Verbindlichere Partizipation und Interdisziplinarität als Lösungswege
Ein kritischer Blick auf die Situation von Schulen und Schüler_innen während der Pandemie spiegelte sich ebenso in Äußerungen von Teilnehmenden aus dem Publikum wider. Um nicht bei einer Krisendiagnose „stehenzubleiben“, wurden vor allem zwei Aspekte diskutiert, die zu strukturellen und nachhaltigen Verbesserungen führen könnten.

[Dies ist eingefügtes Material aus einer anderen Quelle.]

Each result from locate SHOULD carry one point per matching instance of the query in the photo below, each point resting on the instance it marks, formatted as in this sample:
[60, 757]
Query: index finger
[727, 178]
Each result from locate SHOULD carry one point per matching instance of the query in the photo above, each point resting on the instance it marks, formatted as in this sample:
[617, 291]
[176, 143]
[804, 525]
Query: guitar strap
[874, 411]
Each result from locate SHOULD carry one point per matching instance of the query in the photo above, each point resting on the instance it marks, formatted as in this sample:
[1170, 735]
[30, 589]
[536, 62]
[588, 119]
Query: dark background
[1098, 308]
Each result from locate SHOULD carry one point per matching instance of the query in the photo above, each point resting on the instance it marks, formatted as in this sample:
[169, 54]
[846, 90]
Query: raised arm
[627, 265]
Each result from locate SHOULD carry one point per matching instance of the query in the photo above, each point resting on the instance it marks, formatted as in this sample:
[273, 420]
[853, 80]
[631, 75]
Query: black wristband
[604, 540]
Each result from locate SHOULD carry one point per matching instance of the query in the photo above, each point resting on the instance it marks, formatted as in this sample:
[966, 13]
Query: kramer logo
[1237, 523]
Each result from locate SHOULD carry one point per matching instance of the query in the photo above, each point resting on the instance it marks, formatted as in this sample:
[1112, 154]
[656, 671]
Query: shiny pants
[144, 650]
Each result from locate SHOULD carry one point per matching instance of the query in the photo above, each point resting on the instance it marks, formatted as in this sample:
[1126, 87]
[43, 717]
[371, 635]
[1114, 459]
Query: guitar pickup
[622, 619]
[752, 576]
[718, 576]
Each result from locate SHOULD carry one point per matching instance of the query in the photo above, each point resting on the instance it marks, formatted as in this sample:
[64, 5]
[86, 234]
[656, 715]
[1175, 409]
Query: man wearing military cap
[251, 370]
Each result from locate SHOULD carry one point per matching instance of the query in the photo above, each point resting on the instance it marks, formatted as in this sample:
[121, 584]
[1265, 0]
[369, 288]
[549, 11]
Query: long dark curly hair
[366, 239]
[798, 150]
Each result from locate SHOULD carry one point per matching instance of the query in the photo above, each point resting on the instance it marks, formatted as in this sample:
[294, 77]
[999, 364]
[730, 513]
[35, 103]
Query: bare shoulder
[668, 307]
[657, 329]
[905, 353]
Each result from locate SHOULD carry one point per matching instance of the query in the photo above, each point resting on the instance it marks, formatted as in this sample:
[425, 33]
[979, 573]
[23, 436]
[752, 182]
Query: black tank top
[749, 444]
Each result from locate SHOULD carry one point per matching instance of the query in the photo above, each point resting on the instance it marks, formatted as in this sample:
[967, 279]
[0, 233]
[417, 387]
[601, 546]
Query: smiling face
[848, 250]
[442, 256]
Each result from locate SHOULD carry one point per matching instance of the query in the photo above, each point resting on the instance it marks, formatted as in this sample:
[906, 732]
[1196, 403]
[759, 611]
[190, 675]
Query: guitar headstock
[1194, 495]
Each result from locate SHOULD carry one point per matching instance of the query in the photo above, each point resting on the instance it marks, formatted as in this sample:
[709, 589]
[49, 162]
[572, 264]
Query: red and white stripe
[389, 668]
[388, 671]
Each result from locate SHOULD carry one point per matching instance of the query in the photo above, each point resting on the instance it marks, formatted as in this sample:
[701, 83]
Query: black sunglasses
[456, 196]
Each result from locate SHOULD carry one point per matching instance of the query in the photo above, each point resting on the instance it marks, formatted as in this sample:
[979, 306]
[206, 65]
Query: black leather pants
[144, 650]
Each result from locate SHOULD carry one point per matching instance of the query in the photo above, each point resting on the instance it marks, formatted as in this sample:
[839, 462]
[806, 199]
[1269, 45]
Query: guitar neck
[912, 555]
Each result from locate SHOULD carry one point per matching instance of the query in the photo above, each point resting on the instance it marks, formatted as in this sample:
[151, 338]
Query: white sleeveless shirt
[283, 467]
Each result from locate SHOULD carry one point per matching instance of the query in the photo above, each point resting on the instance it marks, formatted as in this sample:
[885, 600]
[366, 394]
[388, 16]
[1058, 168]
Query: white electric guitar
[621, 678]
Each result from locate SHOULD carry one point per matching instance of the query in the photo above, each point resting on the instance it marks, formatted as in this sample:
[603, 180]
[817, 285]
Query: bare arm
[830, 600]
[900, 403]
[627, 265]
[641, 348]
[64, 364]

Timon Nikolaou betonte die Bedeutung einer verbindlicheren Partizipation von Schüler_innen. Schülervertreter_innen wie er hätten während der Pandemie die Erfahrung gemacht, mit Forderungen oder Problemanzeigen auf ministerialer Ebene nicht genügend Gehör zu finden, sodass hier gerade auf politischer Ebene Handlungsbedarf bestehe. Lars Meyer und Henry Goldglück gingen nicht zuletzt auf den Mehrwert einer engen Vernetzung zwischen Lehrer_innen und Schulsozialarbeiter_innen ein, der sich bereits während der Pandemie gezeigt habe. Die interdisziplinäre Zusammenarbeit sollte zukünftig noch verstärkt und – je nach Bedarf – auch weitere Fachrichtungen einbeziehen.